AN UNTAPPED MARKET In order to understand what's currently happening in the supply chain, it's important to understand how we got to this point. Dealers won't admit it, but anecdotal and statistical evidence strongly suggests a conscious decision by the bigger supply houses to focus on the big-production builders, at the expense of what the industry calls the “high-touch market” — remodelers and custom-home builders. “If a remodeler walks in the front door and wants to buy something, there's not a dealer in the country that'll turn that business down,” says Mike Butts, of LBM Solutions, a DeWitt, Mich.-based business and training consultant to the supply industry. But in terms of actively pursuing that business — or even just encouraging it by returning phone calls and not ignoring those contractors — there's a “totally unfounded feeling that they can find a [new-home] builder and sell a whole house for the same amount of effort,” according to Butts.

“From the perspective of the big dealers, it came down to the question of whether they could be successful being all things to all people, and the answer was no,” says Ruth Kellick-Grubbs, of Kellick & Associates, a firm based in Tryon, N.C., that advises manufacturers, distributors, retailers, and builders serving production builders.

The high-touch market differs from production builders in many ways. Where a dealer will make just one or two deliveries to the site of a tract builder's spec home, a remodeling project or custom home might require a dozen or more deliveries. Remodelers and custom-home builders also need their suppliers to carry a much wider variety of products than production builders do. They have little use for prefab trusses and wall panels, but often lean on dealers for other services, such as showroom use or installation training.

So, while remodeling projects actually offer lumber and building materials dealers a substantially higher gross margin percentage than production homes, when you factor in the “extras,” the net profit will be smaller on the remodeling side, according to Butts.

Consolidation among production builders — and, to a lesser extent, suppliers themselves — may have been the proverbial straw that broke the camel's back. The sheer volume of the tract builders'accounts made them important customers, and, as Kermit Baker, senior research fellow at the Joint Center for Housing Studies at Harvard University, points out, “it's easier to win over just two or three accounts” than it is to manage dozens of relationships just to get the same amount of business.
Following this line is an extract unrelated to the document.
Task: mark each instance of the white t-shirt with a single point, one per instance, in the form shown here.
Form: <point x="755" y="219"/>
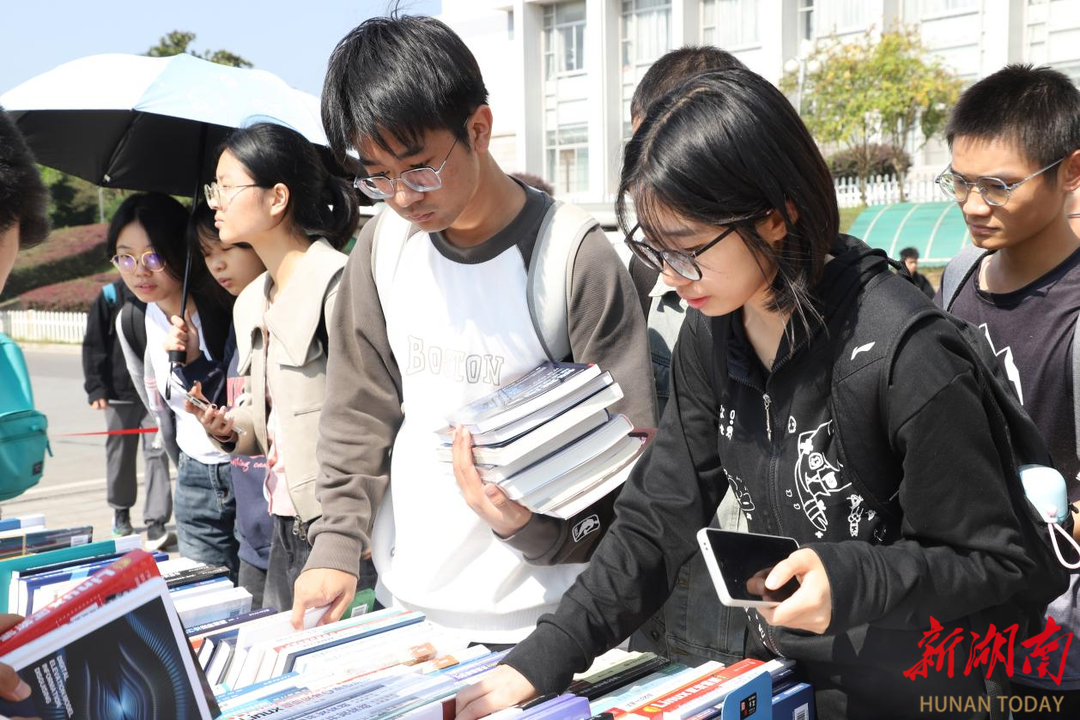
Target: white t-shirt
<point x="190" y="435"/>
Particularly for the bigger dealers, who had seen consolidation in their industry as well, there wasn't much of a choice to be made.

The result isn't particularly good for anyone. Small, independent suppliers that serve the high-touch market well on a local or regional basis do exist, but only in certain markets (generally ones with a number of well-established remodeling companies or, in the case of New England, where remodeling dominates the construction industry). Remodelers in many areas have had no other option than to use big-box stores as their suppliers. Lumber and building materials dealers, on the other hand, miss out on a whole market segment's worth of customers.